# Insurance with endorsement



## benjy (23 May 2006)

My son was disqualified from driving almost 18 months ago. He is currently applying to have his license back. My question is: Are there any insurance companies out there that will insure someone who has an endorsement on their license, or must he wait until 5 years have elapsed?


----------



## CCOVICH (23 May 2006)

Try XS Direct, available through www.123.ie

Make sure to read the small print.  If you search this site for "XS Direct" you will find more details.


----------



## Jonathan H (24 May 2006)

I work in  and we quote for drivers with endorsements - you can't get a quote online but if you want to sent me his details I'll try and help him out


----------



## abbie (24 May 2006)

Try Goggin Insurance on Lower Dorset Street - you'll get the number on www.goldenpages.ie


----------



## Ravima (24 May 2006)

whoever insured him pre conviction will have to give him a quotation. Most other companies might consider if they are given all facts, such as nature of conviction and circumstances in which it was incurred. if as a result of an accident, it iw worse than if at a checkpoint etc.


----------



## danielle (23 Jun 2006)

Ive currently lost my licence for DUI and want to apply for it back but I need a letter from an insurance company who are willing to insure me stating that they have been made aware of my conviction. None of the companies i have approached are willing to issue a letter!!! I can get quotes from brokers - but not the insurance agents themselves


----------



## Ravima (23 Jun 2006)

who were you insured with at the time of the conviction? That company MUST give  you a quotation. If not, write to the Chief Executive and thereafter if still no satisfaction, to the Insurance Ombudsman. 

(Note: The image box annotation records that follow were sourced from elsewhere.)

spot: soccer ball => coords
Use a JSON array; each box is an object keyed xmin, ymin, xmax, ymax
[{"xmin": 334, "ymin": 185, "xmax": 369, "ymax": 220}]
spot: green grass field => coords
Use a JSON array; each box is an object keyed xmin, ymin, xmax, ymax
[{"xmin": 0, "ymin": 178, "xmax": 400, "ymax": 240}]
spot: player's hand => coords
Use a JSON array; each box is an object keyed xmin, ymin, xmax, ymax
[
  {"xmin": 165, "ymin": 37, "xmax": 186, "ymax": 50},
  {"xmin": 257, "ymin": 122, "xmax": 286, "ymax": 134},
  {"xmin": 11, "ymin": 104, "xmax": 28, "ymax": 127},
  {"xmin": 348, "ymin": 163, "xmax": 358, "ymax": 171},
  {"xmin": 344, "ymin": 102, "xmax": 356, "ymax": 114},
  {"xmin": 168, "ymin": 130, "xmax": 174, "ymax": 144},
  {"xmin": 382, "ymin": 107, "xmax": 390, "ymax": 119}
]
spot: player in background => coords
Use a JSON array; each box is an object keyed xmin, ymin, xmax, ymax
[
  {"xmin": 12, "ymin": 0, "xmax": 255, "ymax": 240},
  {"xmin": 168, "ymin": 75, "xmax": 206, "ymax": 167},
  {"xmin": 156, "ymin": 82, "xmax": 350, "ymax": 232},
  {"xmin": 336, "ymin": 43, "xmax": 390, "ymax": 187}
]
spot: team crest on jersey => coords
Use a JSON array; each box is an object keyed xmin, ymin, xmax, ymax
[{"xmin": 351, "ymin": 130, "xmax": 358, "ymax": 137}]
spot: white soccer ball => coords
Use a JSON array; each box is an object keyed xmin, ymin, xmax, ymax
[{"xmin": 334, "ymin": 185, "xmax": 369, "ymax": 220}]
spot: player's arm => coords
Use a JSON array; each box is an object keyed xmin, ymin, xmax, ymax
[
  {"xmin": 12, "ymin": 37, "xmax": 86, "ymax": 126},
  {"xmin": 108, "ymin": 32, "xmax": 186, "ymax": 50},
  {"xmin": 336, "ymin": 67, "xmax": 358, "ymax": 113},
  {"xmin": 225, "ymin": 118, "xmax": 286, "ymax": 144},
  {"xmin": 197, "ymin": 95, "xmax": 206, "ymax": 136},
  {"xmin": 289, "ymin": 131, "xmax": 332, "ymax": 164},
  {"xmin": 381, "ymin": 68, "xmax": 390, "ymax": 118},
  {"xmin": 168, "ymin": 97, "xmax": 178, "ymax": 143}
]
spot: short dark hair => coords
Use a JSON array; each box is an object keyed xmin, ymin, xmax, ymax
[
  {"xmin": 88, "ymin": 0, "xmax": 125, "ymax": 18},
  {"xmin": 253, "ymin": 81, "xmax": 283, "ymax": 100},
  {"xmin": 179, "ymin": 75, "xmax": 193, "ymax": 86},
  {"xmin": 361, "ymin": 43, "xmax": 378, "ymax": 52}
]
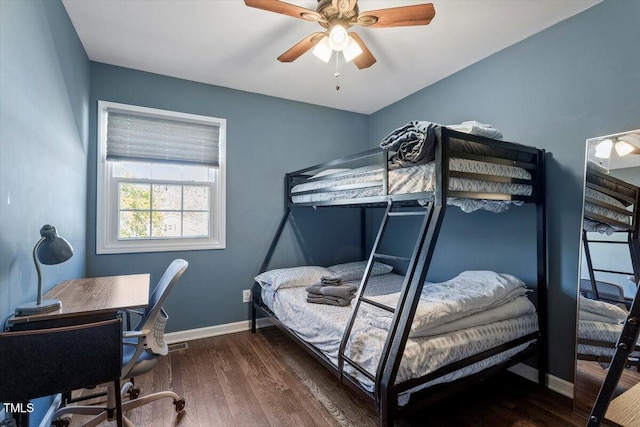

You are looking a ta loading being put on your quotation because of your conviction. that wil ldepend on the level of intoxication and the circumstances of the conviction. If slightly over the limit and not involved in an accident or any other driving charge, then the loading shoudl not be as high as if you were very much over the limit and had an accident.

Good luck.


----------



## SamD (3 Jul 2006)

Hi, there are companies that will quote for your son. How old is he and what kind of driving experience does he have?


----------



## Ravima (9 Jul 2006)

all of us do things in life that we later regret. Anyone who loses a licence can appeal to the judge to have it restored. Applicant must present himself/herself in court and make their case.


----------



## bond-007 (10 Jul 2006)

And make sure you have your essay on the dangers of drink done too and make sure you complete an alcohol awarness course.


----------



## CCOVICH (11 Jul 2006)

This thread is not in _Letting off Steam_, so let's stick to facts on topic please.

I have removed/edited certain posts.


----------